Michael Ratner, president of the Center for Constitutional Rights, a human rights group that has been a leader in the legal actions against the operation, said the lawsuits filed after the Supreme Court decision and the negative publicity from the FBI memos eventually would cause the Guantánamo operation to collapse.
"I think the whole thing is cracking," Ratner said. "It's just a matter of time."
"Guantánamo is under such scrutiny," he said, "and as soon as we get 40 attorneys down there, this place is over."
For Hood, the wave of negative publicity and speculation of rampant wrongdoing at Guantánamo, which began in earnest after photographs of abuses at the Abu Ghraib prison in Iraq were made public last spring, is frustrating.

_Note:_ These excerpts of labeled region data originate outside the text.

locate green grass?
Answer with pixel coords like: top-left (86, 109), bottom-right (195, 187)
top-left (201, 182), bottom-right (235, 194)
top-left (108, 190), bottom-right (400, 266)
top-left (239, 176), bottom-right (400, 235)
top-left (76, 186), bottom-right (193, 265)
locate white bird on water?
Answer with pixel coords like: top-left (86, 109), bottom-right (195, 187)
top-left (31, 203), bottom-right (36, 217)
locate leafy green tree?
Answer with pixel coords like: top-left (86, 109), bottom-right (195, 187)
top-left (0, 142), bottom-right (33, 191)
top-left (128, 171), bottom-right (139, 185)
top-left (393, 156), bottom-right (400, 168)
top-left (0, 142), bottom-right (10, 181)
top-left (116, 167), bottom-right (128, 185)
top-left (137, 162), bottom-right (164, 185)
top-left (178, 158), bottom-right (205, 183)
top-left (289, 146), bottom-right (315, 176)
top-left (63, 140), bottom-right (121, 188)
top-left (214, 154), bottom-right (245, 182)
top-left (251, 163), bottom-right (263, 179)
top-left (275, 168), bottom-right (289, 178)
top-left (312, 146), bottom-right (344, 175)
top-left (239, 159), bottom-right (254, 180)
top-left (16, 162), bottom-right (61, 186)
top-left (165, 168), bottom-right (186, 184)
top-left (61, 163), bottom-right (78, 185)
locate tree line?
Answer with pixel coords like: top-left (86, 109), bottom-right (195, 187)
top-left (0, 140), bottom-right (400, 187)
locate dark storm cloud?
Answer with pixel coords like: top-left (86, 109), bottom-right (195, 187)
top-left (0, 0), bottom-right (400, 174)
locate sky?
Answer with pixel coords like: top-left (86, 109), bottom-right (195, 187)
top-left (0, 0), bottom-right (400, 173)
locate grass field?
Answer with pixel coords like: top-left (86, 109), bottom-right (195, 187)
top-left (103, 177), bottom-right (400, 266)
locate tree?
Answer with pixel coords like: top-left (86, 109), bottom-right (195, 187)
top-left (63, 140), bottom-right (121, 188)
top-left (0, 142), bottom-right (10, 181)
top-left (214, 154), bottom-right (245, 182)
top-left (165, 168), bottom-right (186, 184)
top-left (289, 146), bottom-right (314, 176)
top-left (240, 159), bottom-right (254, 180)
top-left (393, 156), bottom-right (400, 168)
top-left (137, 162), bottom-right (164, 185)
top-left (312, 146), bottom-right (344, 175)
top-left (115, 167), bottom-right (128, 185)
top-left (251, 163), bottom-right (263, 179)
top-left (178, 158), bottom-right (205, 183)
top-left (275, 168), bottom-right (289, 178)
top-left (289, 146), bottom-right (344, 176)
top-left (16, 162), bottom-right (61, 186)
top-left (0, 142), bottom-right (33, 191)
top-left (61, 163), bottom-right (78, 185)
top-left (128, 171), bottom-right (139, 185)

He argued that many detainees were such imminent threats to U.S. safety that they could not be released.
A senior defense official, speaking not for attribution, said Guantánamo was in a crucial period of transition. Only about a quarter of the approximately 550 detainees meet regularly with interrogators. Of the remainder, some will be returned to their home countries, but a hard-core group is too dangerous to risk being let go, even if the intelligence value is exhausted, the official said.
The military is seeking money for a new wing of the prison. A senior engineer at the base said it would house about 220 detainees and have communal cells and large group recreation areas to provide "a better quality of life in the spirit of the Geneva conventions."
The military also wants to build a greatly improved facility to house detainees with serious mental illnesses, said to be about 8 percent of detainees, and a high-tech fence to go around the perimeter of the complex, reducing the need for guards.
4 Britons arrested on arrival
Four Britons who were freed after being detained for as long as three years at Guantánamo returned Tuesday to Britain, The Associated Press reported from London. All four were arrested by the British police.
The four men - the last of the British detainees at Guantánamo - were accompanied by antiterrorist officers on a British military flight and landed at the Northolt Royal Air Force base, west of London.
The four - Moazzam Begg, Feroz Abbasi, Martin Mubanga and Richard Belmar - were among 550 prisoners from 42 countries swept up in the U.S.-led war on terror and detained without charges.
Mubanga, a former motorcycle courier from north London, and Begg, who moved to Afghanistan to set up a language school, have said they were tortured while in custody; the U.S. authorities dismiss the allegations.
Five other Britons were released from Guantánamo in March and were not charged with any offense on their return to Britain. Four of them have filed a lawsuit in a U.S. court, seeking $10 million each in damages.